Software equal to the task
I use Adobe Acrobat Pro; it is my go-to and has many valuable features. I’m sure there is other similar software. Let me know what you use*
Managing records with Acrobat Pro
Adobe’s subscription plan for Acrobat Pro is $19.99/month.** I am not an Adobe salesperson and have zero investment in my recommendation. I have been using Adobe software for more than 20 years, however, and they are the gold standard for certain types of software. (Note: Adobe Reader is a different animal.)
6 favorite features
- Password-protect your report, so it cannot be altered by anyone.
- “Optimization” which includes OCR on standard .pdf records, and deskew (straightens those cattywampus scans)
- Annotate records
- highlight content electronically. No paper or highlighter required. Yellow and green are available.
- Bates Stamping***
- Watermarking (see Unretained Expert watermark in the CV section of this page)
*Let me know about other software and why you like it.
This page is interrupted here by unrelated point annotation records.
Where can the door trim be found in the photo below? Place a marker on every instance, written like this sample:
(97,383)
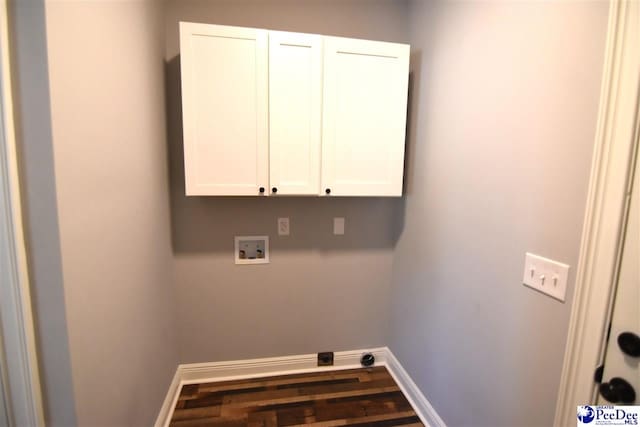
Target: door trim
(20,379)
(610,181)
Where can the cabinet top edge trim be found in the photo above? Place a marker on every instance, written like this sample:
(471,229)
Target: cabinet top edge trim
(186,24)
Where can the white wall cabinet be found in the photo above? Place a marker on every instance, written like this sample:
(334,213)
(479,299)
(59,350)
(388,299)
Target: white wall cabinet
(276,113)
(364,117)
(295,109)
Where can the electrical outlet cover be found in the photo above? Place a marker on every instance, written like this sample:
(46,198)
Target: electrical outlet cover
(252,249)
(545,275)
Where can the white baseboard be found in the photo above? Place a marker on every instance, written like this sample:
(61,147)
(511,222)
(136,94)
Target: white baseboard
(194,373)
(420,404)
(166,411)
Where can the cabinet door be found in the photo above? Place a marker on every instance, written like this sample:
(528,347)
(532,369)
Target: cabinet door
(295,103)
(364,117)
(224,109)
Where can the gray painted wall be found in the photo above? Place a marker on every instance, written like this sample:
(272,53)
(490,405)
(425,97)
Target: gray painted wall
(320,292)
(503,112)
(109,140)
(33,133)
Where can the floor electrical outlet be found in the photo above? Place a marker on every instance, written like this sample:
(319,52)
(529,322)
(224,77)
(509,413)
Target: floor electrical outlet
(325,358)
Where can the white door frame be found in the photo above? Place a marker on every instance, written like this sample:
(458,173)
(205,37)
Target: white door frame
(19,376)
(609,190)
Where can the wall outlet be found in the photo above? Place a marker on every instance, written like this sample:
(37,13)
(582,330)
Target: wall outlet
(283,226)
(545,275)
(325,358)
(252,249)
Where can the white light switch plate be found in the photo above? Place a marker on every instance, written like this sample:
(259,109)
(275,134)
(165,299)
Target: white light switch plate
(283,226)
(545,275)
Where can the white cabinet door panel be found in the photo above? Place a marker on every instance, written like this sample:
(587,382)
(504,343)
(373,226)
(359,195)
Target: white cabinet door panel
(295,101)
(225,111)
(364,117)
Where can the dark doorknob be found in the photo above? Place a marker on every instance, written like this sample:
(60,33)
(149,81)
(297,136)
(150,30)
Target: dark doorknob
(618,390)
(629,344)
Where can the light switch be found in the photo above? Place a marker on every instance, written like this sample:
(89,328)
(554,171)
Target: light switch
(283,226)
(545,275)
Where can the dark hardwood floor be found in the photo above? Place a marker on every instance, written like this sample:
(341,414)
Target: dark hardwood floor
(356,397)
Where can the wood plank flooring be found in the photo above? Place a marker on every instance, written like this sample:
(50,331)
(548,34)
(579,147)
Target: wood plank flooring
(356,397)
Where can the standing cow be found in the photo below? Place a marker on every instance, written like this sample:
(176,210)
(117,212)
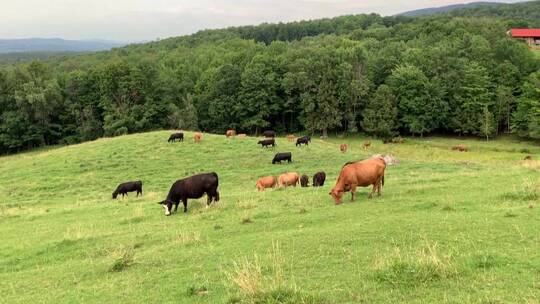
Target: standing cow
(303,141)
(191,187)
(266,182)
(318,179)
(126,187)
(175,136)
(279,157)
(288,179)
(363,173)
(304,181)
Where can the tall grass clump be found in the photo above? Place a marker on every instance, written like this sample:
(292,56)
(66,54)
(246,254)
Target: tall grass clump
(420,267)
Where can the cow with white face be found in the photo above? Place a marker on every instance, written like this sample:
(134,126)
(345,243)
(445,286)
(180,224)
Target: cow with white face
(191,187)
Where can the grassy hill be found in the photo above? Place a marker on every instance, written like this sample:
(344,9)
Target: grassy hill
(450,226)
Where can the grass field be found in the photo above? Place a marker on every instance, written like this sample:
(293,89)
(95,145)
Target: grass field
(450,227)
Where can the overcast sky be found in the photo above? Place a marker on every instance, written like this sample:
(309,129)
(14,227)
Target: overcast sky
(138,20)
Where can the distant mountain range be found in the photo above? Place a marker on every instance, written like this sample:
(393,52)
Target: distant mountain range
(448,8)
(55,45)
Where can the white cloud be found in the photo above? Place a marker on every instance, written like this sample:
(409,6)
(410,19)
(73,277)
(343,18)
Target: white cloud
(134,20)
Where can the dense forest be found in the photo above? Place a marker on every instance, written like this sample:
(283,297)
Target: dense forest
(382,76)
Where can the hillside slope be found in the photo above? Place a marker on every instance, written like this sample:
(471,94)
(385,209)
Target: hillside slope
(448,223)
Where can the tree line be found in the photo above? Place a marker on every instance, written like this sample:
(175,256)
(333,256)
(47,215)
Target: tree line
(383,76)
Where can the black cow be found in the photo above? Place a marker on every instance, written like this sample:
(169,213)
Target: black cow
(267,142)
(175,136)
(269,134)
(303,140)
(124,188)
(287,156)
(191,187)
(318,179)
(304,181)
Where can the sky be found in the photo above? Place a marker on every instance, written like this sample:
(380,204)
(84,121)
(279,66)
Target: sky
(143,20)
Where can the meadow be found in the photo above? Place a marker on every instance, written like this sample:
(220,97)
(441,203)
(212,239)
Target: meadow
(450,227)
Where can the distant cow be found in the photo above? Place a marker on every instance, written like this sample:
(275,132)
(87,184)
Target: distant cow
(266,182)
(175,136)
(362,173)
(230,133)
(269,134)
(267,142)
(318,179)
(124,188)
(303,141)
(460,148)
(288,179)
(286,156)
(191,187)
(366,145)
(304,181)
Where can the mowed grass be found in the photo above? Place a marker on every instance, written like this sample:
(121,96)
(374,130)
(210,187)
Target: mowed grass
(450,227)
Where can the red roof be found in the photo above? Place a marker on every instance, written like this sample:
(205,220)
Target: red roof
(525,33)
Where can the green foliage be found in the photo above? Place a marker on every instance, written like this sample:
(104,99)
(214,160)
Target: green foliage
(311,76)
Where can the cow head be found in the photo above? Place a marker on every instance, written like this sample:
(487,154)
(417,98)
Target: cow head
(167,205)
(336,194)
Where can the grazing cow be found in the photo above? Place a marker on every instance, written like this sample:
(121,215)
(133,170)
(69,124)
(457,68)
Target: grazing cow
(266,182)
(304,181)
(288,179)
(267,142)
(269,134)
(191,187)
(366,145)
(460,148)
(230,133)
(285,156)
(318,179)
(303,141)
(175,136)
(124,188)
(363,173)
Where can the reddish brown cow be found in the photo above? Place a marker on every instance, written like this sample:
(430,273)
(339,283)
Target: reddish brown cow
(363,173)
(366,145)
(230,133)
(288,179)
(266,182)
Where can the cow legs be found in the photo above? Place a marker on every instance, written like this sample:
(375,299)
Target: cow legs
(184,201)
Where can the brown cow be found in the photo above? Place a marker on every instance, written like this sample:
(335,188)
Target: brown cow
(363,173)
(460,148)
(366,145)
(288,179)
(266,182)
(230,133)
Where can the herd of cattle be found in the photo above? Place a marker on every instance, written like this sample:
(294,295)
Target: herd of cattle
(353,174)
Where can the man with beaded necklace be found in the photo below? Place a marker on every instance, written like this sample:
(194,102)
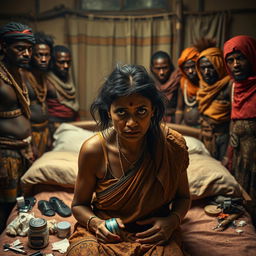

I’ll share it here.
** Adobe’s Creative Cloud Suite consists of 20+ programs for $54.99/month. Yesterday I asked them for a discount and they offered $24.99 without a beat. If you can get the lower price, $24.99 beats $19.99 for 20x the value. I’m happy to tell you more about the CC Software’s value for a med-legal Expert Witness. Drop me a line.
***Bates-stamping is a tool attorneys use to apply sequential numbers to each page in a given file, starting with the first page. Attorneys apply this to documentary evidence and for internal document tracking. It does not organize documents, but does provide a reference point.
Online calendar for deadlines and time management
Rushing at the last minute is standard operating procedure for many attorneys, sadly for you. Keep your own calendar. It’s practical and allows you to better manage your charges, and reduce sticker shock when you are on top of your own work.
The benefit of an online calendar is you can access it from anywhere, not just the office. If you use Chrome and Google Calendars, be sure your cellular devices are synced.
Dates of interest:
- Attorney deadline for report
- Expert Disclosure
- Discovery (depositions, document production)
- Settlement conference
- Trial
Side-Benefit
Checking in with an attorney about an upcoming deadline opens the door to a substantive conversation and might even remind the attorney of something important.
Social Media is Easy. There’s Only One.
LinkedIn is the only Social Media Platform Suitable to a Conservative and Professional Practice.
Skip Facebook (unless you already belong to business groups)
Medicolegal work is not acquired through Instagram, Twitter or TikTok.
Create or update your LinkedIn Profile, post a professional photo and a suitable descriptive profile. Use the search bar to find attorneys in your area and send them a connection request. Done. Free. Easy.